Matteo, ma che 2020 hai fatto! Quanto sei cresciuto?

E’ stata una buona stagione. Sono soddisfatto. Non sapevo neanche io cosa aspettarmi. Sì, non ho vinto però ho fatto delle belle prestazioni. Un Matteo diverso rispetto a quello di due anni fa.

Matteo Fabbro
Matteo Fabbro in salita verso l’Etna al Giro
Matteo Fabbro
Matteo Fabbro in salita verso l’Etna al Giro
Bressan ci ha raccontato che hai avuto diverse proposte per passare professionista, ma lui ti diceva di aspettare perché eri da WorldTour. E’ andata così?

Con Roberto c’è stata subito una bella amicizia. E’ stato uno dei pochi a credere in me. E’ vero, ho avuto diverse proposte da squadre Professional e lui mi diceva di non firmare e di aspettare una WT, che prima o poi sarebbe arrivata. Ci ha visto lungo. Anche più di me…

Ma tu sei sempre stato sereno di questa scelta? Oppure hai pensato che sarebbe stato meglio fare di testa tua?

Fino a quando non ho avuto gli infortuni (negli ultimi anni da dilettante ho rotto due volte la clavicola in un mese) ero tranquillo, aveva ragione lui, Roberto. Ma dopo… Ho pensato che forse sarei dovuto salire su uno di quei treni. Ho atteso ancora. Sono andato al Val d’Aosta, ho vinto e subito mi è venuta a cercare la Katusha Alpecin e a quel punto ho firmato. Ero un quarto anno U23. Un bel lieto fine.

Qual è un tuo pregio e un tuo difetto?

Il difetto è che tante volte non ascolto, faccio di testa mia, ma questo è al tempo stesso un pregio. Quando le cose non andavano bene, non ho dato retta a tutte le voci che avevo vicino.

Hai vinto da dilettante gare anche non durissime. Ti senti uno scalatore puro?

Diciamo di sì, se non altro per la mia statura e il mio peso, però in passato ho visto che me la cavo anche in alcuni sprint, quelli ristretti. E mi difendo a crono. Credo che queste due attitudini siano merito della pista.

Potrai fare mai classifica in un grande Giro?

Fino a questa stagione non ci pensavo, forse ci speravo. Posso provarci in futuro, non so se vincerò ma è possibile far bene visto come è andato il Giro quest’anno e visto che in pratica ho sempre lavorato per i miei capitani.

Hai già il calendario 2021?

Non è definito, ma so che partirò dall’Argentina e che poi punterò sul Giro.

Wilco Keldermann, il nuovo acquisto, lo conosci?

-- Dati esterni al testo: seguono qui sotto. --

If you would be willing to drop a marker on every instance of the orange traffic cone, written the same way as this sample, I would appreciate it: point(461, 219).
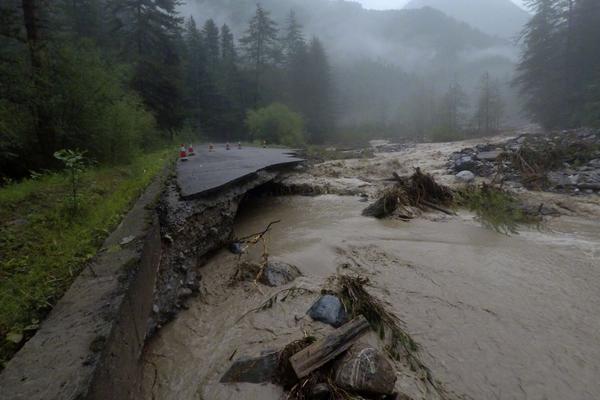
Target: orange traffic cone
point(182, 153)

Sarà lui il capitano del Giro?

Wilco l’ho conosciuto nel primo ritiro fatto in Germania la settimana scorsa: un bravo ragazzo, un grande atleta. Non so il suo programma, ma al Giro che ci sarà lui o un altro sono pronto a tirare per il capitano.

Matteo Fabbro
Matteo Fabbro e Giovanni Aleotti
Matteo Fabbro
Matteo Fabbro e Giovanni Aleotti
E se ti dicessero che sei tu il leader? Sarebbe uno stimolo o una pressione?

Se fosse così cercherei di farmi trovare pronto e sarebbe di certo uno stimolo, non sento la pressione.

Cosa hai provato a stare davanti in salita al Giro?

Eh, stare con i primi mi ha fatto un certo effetto, per me era tutto nuovo. Incredibile. La tappa che ha vinto Peter (Sagan, ndr) è stato il giorno in cui siamo andati più forte, in cui si sono registrati i wattaggi più alti di tutto il Giro. Su quei muri ha fatto una qualcosa d’incredibile. E’ andato in fuga da lontano e ha resistito al ritorno del gruppo.

Con te in Liguria c’è anche Giovanni Aleotti. Anche lui viene dal CTF e anche lui è arrivato alla Bora, se dovessi dargli tre consigli secchi, cosa gli diresti?

Giovannino! Prima dei consigli dico che lui se la saprà cavare al meglio, ne sono certo. Non è uno sprovveduto. Cosa gli direi e cosa gli ho già detto in parte: di ascoltare quelli più vecchi. Di avere pazienza, anche se è in un mondo che non aspetta. E di godersi questo momento, perché il primo anno tra i pro’ non torna più. Io non avevo un corridore di riferimento quando sono passato. La squadra non mi ha messo pressione, forse ero io che la vivevo male.

Rispetto a quando sei passato tu, Aleotti è più avanti o più indietro di te?

Posto che siamo diversi come corridori, dico che lui è più avanti sia a livello fisico che di risultati. Un secondo posto al Tour de l’Avenir significa che hai un qualcosa in più.